The United Nations Mission in Sierra Leone (UNIOSIL) ran one of the most popular stations in the country, broadcasting programs in a range of languages. The UN mission was restructured in 2008 and it was decided that UN Radio would merge with SLBS to form the new Sierra Leone Broadcasting Corporation (SLBC). This merger took place in April 2010 after the necessary legislation was enacted. SLBC transmits radio on FM and has two television services, one of which is uplinked by satellite for international consumption. The SLBC is operated by an Independent Media Commission (IMC), under the supervision of the Sierra Leone Ministry of Information and Communications.

FM relays of the BBC World Service, Radio France Internationale and Voice of America are also broadcast.

The All People’s Congress (APC) and opposition Sierra Leone People’s Party (SLPP) radio stations that were shut down in the wake of the 2009 riots remain closed.

Challenges facing broadcasters include unreliable power supplies, poor funding and low advertising revenues. Media rights monitors say high-level corruption is a taboo topic, with officials using libel laws to target errant journalists.

==Telephones==

- Calling code: +232
- International call prefix: 00
- Main lines:
  - 18,000 lines in use (2012);
  - 14,000 lines in use (2009)
- Mobile cellular:
  - 2.2 million lines (2012);
  - 2 million lines (2009)
- Telephone system: marginal telephone service with poor infrastructure; the national microwave radio relay trunk system connects Freetown to Bo and Kenema; while mobile-cellular service is growing rapidly from a small base, service area coverage remains limited (2009).
- Satellite earth stations: 1 Intelsat (Atlantic Ocean) (2009).
- Communications cables: the Africa Coast to Europe (ACE) Submarine communications cable that runs along the west coast of Africa and on to Portugal and France has a landing point in Freetown.

==Internet==

- Top-level domain: .sl
- Internet users:
  - 71,318 users, 176th in the world; 1.3% of the population, 207th in the world (2012);
  - 14,900 (2009).
- Internet hosts: 282 hosts (2012).
- IPv4: 44,032 addresses allocated, less than 0.05% of the world total, 78.6 addresses per 1000 people (2012).
- Internet service providers (ISPs) (2014):
  - Cajutel
  - Afcom
  - Iptel
  - Limeline
  - Onlime
  - Sierra WiFi
  - Alemobet Innovations
- VSAT Satellite Service Providers (2014):
  - GlobalTT
  - Limeline
  - Onlime
  - Vizocom

Internet access in Sierra Leone has been sparse, but is on the increase, especially since the introduction of 3G cellular phone services across the country and the arrival of the ACE cable in Freetown in the second half of 2011. Freetown has Internet cafes and other businesses offering Internet access. Problems experienced with access to the Internet include an intermittent electricity supply and a slow connection speed in the country outside Freetown. Outside of Freetown enterprises generally have to rely on VSAT satellite services.

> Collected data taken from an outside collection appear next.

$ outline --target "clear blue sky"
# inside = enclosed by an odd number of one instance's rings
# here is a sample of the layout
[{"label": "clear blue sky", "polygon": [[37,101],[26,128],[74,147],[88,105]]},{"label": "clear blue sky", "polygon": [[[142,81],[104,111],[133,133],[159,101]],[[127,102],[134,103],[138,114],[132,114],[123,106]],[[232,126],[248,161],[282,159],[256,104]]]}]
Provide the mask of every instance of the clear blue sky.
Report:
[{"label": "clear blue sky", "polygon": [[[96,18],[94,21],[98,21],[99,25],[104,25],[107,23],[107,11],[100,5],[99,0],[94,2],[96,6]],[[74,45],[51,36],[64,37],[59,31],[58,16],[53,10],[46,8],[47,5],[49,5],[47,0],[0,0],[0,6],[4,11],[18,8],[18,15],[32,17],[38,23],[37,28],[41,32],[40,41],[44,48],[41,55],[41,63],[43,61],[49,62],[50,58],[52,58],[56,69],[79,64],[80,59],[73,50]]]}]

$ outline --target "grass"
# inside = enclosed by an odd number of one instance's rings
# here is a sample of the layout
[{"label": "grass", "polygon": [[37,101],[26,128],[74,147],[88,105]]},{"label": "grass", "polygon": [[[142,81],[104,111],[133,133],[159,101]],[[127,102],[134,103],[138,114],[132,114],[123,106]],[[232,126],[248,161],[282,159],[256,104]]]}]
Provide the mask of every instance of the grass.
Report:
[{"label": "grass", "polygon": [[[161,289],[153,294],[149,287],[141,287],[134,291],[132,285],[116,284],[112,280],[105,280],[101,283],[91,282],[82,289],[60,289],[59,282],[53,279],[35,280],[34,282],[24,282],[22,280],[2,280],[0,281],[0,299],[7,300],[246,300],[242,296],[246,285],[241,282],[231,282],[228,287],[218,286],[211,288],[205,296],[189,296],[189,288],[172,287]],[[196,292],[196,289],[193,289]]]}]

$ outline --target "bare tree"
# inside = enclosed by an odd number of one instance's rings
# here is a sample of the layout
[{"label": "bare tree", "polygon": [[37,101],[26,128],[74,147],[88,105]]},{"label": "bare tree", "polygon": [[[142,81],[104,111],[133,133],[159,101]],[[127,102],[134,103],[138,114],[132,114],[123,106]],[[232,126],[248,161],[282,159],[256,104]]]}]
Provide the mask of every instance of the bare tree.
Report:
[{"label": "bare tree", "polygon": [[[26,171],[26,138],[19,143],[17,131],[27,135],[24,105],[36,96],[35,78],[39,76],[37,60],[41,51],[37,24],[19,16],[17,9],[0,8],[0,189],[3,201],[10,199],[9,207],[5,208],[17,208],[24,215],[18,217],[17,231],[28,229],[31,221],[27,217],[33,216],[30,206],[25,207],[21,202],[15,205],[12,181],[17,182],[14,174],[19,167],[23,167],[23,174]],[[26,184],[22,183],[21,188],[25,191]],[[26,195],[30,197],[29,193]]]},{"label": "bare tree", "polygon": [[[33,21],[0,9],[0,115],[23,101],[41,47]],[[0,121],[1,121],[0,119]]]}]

===Internet censorship and surveillance===

There are no government restrictions on access to the Internet or credible reports that the government monitors e-mail or Internet chat rooms. Individuals and groups engage in the expression of views via the Internet, including by e-mail.

The constitution and law provide for freedom of speech and press, and the government generally respects these rights. An independent press, a generally effective judiciary, and a functioning democratic political system combine to ensure freedom of speech and press. The law criminalizes defamatory and seditious libel, but is rarely applied. Its threatened application may stifle expression and journalists do engage in self-censorship. The constitution and laws prohibit arbitrary interference with privacy, family, home, or correspondence, and the government generally respects these prohibitions.